With festivities beginning at 8 a.m. and stretching into the night, the new Lakeside Country Club hosted a massive Fourth of July celebration for all of Tulsa in 1929, using the opportunity to promote itself as a sort of sportsman’s paradise just a short drive from downtown.
The club offered four major outdoor activities: fishing, boating, swimming and golf. But unlike most country clubs, it made a point of not offering exclusivity.
Lakeside’s original owner, Tulsa Postmaster J.M. Adkison, envisioned it as a resort for the common man, “a departure from anything heretofore seen in Tulsa,” according to the archives of the Tulsa World.
The grounds covered 240 acres on the north side of what was then called Federal Road, now known as Admiral Place. And the club dammed a small creek just east of Garnett Road to create a 56-acre lake, with the water once stretching nearly as far as 129th East Avenue.
While it sold memberships, Lakeside promised to keep fees low enough for “nine out of 10 people who really love the out-of-doors,” offering “the characteristics of a country club” while remaining “open to the public at large,” according the World’s archives.
Unfortunately, it seems to have been a dismal failure. The Great Depression began just a month after the club opened. And no matter how low the fees, the average Oklahoman didn’t have spare change for such frivolous activities as golf and fishing.

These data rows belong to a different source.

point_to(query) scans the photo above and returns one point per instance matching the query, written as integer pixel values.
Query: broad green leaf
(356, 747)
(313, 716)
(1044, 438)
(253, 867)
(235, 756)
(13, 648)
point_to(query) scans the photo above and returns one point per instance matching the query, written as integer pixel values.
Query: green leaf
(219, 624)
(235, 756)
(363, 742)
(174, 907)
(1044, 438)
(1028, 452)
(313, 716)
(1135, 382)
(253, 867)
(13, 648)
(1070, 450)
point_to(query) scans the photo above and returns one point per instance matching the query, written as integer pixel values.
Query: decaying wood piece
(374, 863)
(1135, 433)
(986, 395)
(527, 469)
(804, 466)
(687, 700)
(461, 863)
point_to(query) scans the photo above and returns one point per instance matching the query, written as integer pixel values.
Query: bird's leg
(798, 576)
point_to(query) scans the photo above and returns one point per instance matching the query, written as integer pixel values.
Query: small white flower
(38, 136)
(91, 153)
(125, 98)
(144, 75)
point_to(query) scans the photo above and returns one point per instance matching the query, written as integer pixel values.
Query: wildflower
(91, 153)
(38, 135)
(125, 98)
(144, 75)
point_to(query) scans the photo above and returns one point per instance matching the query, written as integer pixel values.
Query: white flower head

Lakeside soon backtracked on the everybody-is-welcome strategy and went semi-private for a couple of years. But that didn’t work, either. In March 1933, the club reversed course again and announced that it would reopen to the general public.
The timing, however, could not have been worse. Unemployment spiked that month to nearly 25%, and Lakeside never broke even.
It’s not clear when the golf course and other amenities disappeared, but by the end of the 1930s the Tulsa Tribune was referring to the property as “farmland” that included “the old Lakeside Country Club grounds.”
Real estate developer J.A. “Bert” Cooley paid less than $30,000 for the property in September 1940, turning most of it into residential developments. But Cooley, an avid hunter and fisherman, kept the lake intact.
He seems to have used it as a sort of outdoor event space, hosting church picnics and outings for various civic groups. And he welcomed anybody with a fishing pole so freely that Tulsa more or less treated the area like a park.
Cooley died less than four years after buying it, but the name stuck, and Cooley’s Lake — or, in some later references, Cooley Lake — remained a popular fishing hole for decades.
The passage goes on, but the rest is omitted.